Lately my thoughts have turned to such cheerful things as the severed heads of eels, still reflexively snapping. Beheaded chickens running into whatever direction they were running. The rumours that when one is decapitated, consciousness is not lost immediately - you remain aware for twenty seconds or so. Twenty seconds - a disquietingly long time.
Andre Brink's description, in An Act of Terror of crayfish, their bodies crushed, helplessly crawling around in their basin. And through that very futile action it curiously defies death. There is a melancholy inertia to life. When the lights finally go out in my particular case, my cells will continue to go about their business for a little while, not knowing I am dead. I have even read somewhere that the brain keeps on aimlessly shooting about neurons for a while - days, even. Death is a process, not an event.
Systems die too. And ideologies die. And for a while the outward workings, the rituals and symbols, keep going on but the spirit is dead.

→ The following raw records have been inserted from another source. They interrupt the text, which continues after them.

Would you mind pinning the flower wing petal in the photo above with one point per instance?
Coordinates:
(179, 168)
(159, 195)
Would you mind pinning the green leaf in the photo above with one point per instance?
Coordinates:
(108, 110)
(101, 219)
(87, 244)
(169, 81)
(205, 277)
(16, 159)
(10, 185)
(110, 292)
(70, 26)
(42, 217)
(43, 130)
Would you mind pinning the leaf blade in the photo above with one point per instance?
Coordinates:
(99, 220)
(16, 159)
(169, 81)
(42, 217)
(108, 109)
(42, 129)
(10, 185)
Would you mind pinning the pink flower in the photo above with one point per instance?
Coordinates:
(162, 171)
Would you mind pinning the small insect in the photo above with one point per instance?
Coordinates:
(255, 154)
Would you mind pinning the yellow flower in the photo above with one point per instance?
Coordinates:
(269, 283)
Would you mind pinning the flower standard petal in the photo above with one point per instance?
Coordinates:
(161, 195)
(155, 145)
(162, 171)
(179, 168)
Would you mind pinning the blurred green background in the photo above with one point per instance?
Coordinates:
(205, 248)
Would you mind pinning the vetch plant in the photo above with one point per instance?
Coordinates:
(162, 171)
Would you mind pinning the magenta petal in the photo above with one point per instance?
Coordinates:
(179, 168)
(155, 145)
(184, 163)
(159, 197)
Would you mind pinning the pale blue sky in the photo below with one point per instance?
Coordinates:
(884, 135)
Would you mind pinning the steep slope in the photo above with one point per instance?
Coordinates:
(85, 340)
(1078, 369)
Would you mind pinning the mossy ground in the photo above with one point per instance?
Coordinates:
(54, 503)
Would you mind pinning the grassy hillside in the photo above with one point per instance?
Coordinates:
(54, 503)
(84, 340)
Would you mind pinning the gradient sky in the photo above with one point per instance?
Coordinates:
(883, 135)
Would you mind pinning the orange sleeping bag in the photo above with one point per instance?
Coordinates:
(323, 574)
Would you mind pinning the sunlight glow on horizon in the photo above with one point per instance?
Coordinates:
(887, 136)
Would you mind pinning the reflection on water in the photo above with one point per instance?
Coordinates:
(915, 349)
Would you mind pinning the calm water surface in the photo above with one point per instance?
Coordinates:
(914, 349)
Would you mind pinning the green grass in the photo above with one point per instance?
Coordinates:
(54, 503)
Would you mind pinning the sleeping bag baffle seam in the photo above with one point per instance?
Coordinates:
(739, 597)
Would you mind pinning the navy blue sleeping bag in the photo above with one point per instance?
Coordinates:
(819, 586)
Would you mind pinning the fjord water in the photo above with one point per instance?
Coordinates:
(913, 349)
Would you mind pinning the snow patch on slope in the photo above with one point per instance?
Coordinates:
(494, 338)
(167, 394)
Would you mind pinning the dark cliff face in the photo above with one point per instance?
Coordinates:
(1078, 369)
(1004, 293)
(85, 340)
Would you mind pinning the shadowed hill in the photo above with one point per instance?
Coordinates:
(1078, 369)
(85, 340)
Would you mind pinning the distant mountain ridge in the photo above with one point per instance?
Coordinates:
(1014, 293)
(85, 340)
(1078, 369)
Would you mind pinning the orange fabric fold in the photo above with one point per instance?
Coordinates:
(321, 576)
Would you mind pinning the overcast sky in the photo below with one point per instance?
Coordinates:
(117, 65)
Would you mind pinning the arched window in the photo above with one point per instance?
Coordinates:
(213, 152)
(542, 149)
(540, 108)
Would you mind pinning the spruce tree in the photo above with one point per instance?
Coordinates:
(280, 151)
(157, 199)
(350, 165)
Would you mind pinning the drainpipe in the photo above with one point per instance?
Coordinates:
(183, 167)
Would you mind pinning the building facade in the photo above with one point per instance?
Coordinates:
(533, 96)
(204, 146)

The past few days, I have been alternatively convinced that market liberalism was dying and that market liberalism joined Communism and Christianity in the group of ideologies that have not to much failed but never been tried. There is the panicked behaviour of governments - or not so much governments which have been all but absent these past days but government bureaucracies which behave with an inconsistency and a substitution of strategy for immediate survival tactics which bespeaks the absence of any ideology. Reminiscent a bit of maybe Guenter Schabowski, the hapless East German functionary misspeaking on the television news and accidentally causing the downfall of the Berlin Wall. Leadership departed and gone, at the helm a fumbling bureaucrat who lost his rulebook and makes it up as he goes along.
Because that's what happening, isn't it? The ship of fools constantly being patched, jerry-rigged, held together by new threads which fall apart as soon as they are put into place - but the truth is, only the shell of an economic system is left. Only the inertia, the reflexive movements. The spirit has departed. I know a dangerous little about economics. But just enough to see that this isn't capitalism, this isn't markets sorting themselves out however painful the process may be. Rather, there is something of a pretense of a market being kept functioning - or pretending to function - by massive government intervention. (And I know just enough to understand that simply printing money and throwing it at the problem isn't a long-term solution, nor is forbidding investors to bet on stocks going down. Just enough to get a quaint sinking feeling).
I wonder where we're heading. In the end, all the big economic systems - feudalism, the various stages of capitalism, Soviet-style socialism, Western European social democracy - are just various ways of constraining and organizing exploitation and rapacity. So I guess is when the system fails, you end up with a rather less constrained and less organized form of exploitation and rapacity.
We'll see. This is going to be an interesting winter.